Nascido em 17 de abril de 1931 em Gália, no interior de São Paulo, Ruy Barbosa cresceu na vizinha Vera Cruz, cidade para onde a família se mudou logo depois de seu nascimento. O pai mantinha uma livraria, uma tipografia e um jornal local, e foi em meio a esse ambiente, e também na convivência com filhos de imigrantes que trabalhavam nas lavouras de café da região, que o futuro autor desenvolveu o gosto por contar histórias.
A morte precoce do pai, quando o escritor ainda era criança, marcou profundamente sua trajetória. Mais velho entre cinco irmãos, precisou assumir responsabilidades cedo: começou a trabalhar aos 12 anos como caixeiro, escrevente de cartório e vendedor de jornais, chegando a auxiliar de contabilidade em uma empresa exportadora de café.
Ainda adolescente, mudou-se para São Paulo em busca de oportunidades, período em que enfrentou dificuldades financeiras significativas. Anos depois, uma transferência de trabalho o levou ao norte do Paraná, onde teve seus primeiros contatos com a produção de conteúdo, atuando em programas de rádio e colaborando com um jornal local.
Foi nessa fase que escreveu o romance que marcaria o início de sua carreira literária, inspirado por uma das maiores geadas já registradas no país. A obra seria adaptada para os palcos anos mais tarde por um dos grupos teatrais mais influentes da época.
De volta a São Paulo, passou por redações de jornais e atuou como repórter esportivo, tendo acompanhado de perto o início da trajetória de um jovem Pelé antes de sua consagração mundial.

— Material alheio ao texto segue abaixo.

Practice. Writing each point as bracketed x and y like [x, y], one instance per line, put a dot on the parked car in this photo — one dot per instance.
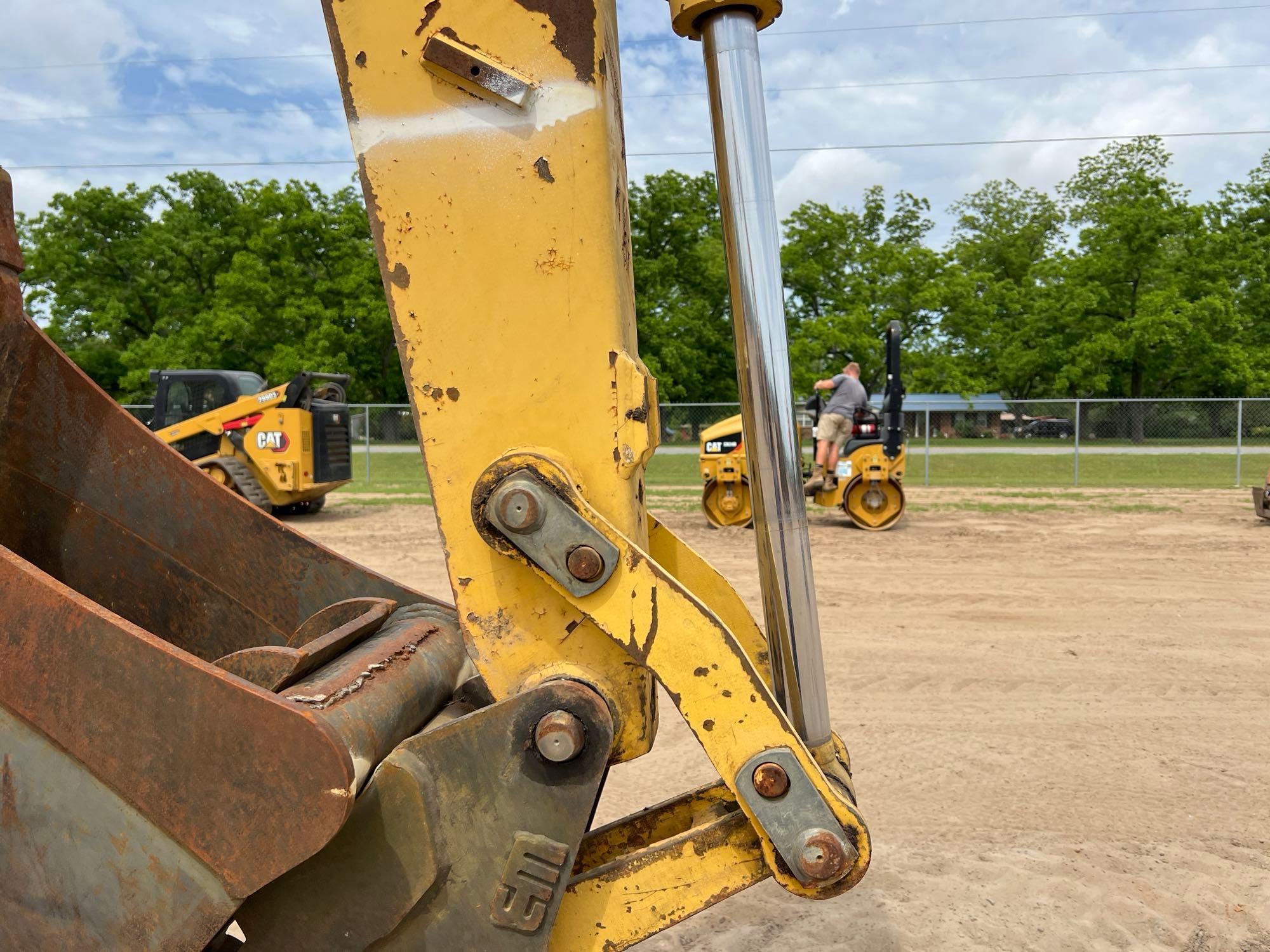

O sucesso de sua estreia literária abriu portas para o mercado publicitário e, posteriormente, para a televisão. Ao lado de outros nomes fundamentais da dramaturgia nacional, Ruy Barbosa ajudou a consolidar a telenovela como formato capaz de refletir a identidade e as contradições do país, em contraste com as tramas de inspiração estrangeira então predominantes.
Sua marca registrada era o retrato do Brasil rural: a poesia do cotidiano caipira convivia, em suas histórias, com temas como a violência no campo e a luta pela reforma agrária, bandeira que defendeu publicamente ao longo da carreira.

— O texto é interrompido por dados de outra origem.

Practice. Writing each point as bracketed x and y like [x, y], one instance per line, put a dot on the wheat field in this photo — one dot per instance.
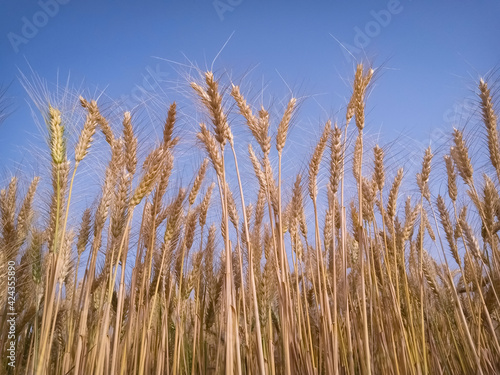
[213, 276]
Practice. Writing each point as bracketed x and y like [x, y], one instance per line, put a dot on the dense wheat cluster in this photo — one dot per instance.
[215, 277]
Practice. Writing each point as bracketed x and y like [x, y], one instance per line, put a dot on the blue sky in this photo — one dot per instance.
[429, 56]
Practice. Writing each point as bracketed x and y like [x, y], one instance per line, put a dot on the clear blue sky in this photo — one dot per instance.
[430, 53]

Passou por diferentes emissoras ao longo dos anos e emplacou sucessos marcantes em diversos horários, incluindo produções para o público infantil inspiradas na obra de Monteiro Lobato. Um de seus trabalhos, ambientado no Pantanal, é lembrado até hoje por ter alcançado um feito considerado improvável para a época: superar a audiência da emissora líder do país, o que acabou lhe garantindo, finalmente, espaço no horário nobre da TV brasileira.

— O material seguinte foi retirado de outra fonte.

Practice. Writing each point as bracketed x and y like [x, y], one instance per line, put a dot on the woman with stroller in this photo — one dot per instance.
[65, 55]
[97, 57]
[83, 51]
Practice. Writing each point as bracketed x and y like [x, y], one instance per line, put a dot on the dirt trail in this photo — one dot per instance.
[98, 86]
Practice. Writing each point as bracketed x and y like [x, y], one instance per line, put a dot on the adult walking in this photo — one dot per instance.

Suas tramas do horário nobre frequentemente carregavam recados políticos, sobretudo em defesa dos trabalhadores sem-terra. O autor teve proximidade histórica com a esquerda brasileira, tendo se engajado com ideias comunistas na juventude, embora depois tenha manifestado desilusão com disputas internas de partidos aos quais se aproximou.
Casado com Marilena, teve quatro filhos, que acabariam trabalhando com ele na produção de suas novelas ao longo dos anos. Netos também se envolveram posteriormente na assinatura de remakes de seus maiores sucessos.
Avesso a colaboradores em seus textos, Ruy Barbosa era conhecido por escrever praticamente sozinho, mesmo em meio a problemas de saúde recorrentes ao longo da carreira, que iam de exaustão a internações. Ele costumava comparar a estrutura de suas histórias a um castelo de cartas: tirar uma peça poderia comprometer o conjunto todo.
Sua última novela como autor foi ao ar em 2016, quando ele já tinha 85 anos. Mesmo depois de parar de escrever, acompanhou de perto os remakes de seus trabalhos mais aclamados, muitas vezes conduzidos por familiares.
Benedito Ruy Barbosa deixa um legado que ajudou a definir a linguagem da telenovela brasileira e a levar o Brasil rural, com suas belezas e contradições, para dentro da casa de milhões de telespectadores.